Yeah, but doesn't publishing an easily falsifiable paper end one?
One, it doesnt damage your reputation as much as one would think.
But two, and more importantly, no one is checking.
Tree falls in the forest, no one hears, yadi-yada.
Here's a work from last year which was plagiarized. The rare thing about this work is it was submitted to ICLR, which opened reviews for both rejected and accepted works.
You'll notice you can click on author names and you'll get links to their various scholar pages but notably DBLP, which makes it easy to see how frequently authors publish with other specific authors.
Some of those authors have very high citation counts... in the thousands, with 3 having over 5k each (one with over 18k).

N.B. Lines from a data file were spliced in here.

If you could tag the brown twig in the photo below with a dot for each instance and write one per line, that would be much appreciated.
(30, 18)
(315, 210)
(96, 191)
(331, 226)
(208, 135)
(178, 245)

https://openreview.net/forum?id=cIKQp84vqN
<< no one is checking.
I think this is the big part of it. There is no incentive to do it even when the study can be reproduced.
The vast majority of papers is so insignifcant, nobody bothers to try and use and thereby replicate it.
But the thing is… nobody is doing the replication to falsify it. And if the did, it wouldn’t be published because it’s a null result
Not in most fields, unless misconduct is evident. (And what constitutes "misconduct" is cultural: if you have enough influence in a community, you can exert that influence on exactly where that definitional border lies.) Being wrong is not, and should not be, a career-ending move.
If we are aiming for quality, then being wrong absolutely should be. I would argue that is how it works in real life anyway. What we quibble over is what is the appropriate cutoff.
4 replies →
Not really, since nobody (for values of) ends up actually falsifying it, and if they do, it's years down the line.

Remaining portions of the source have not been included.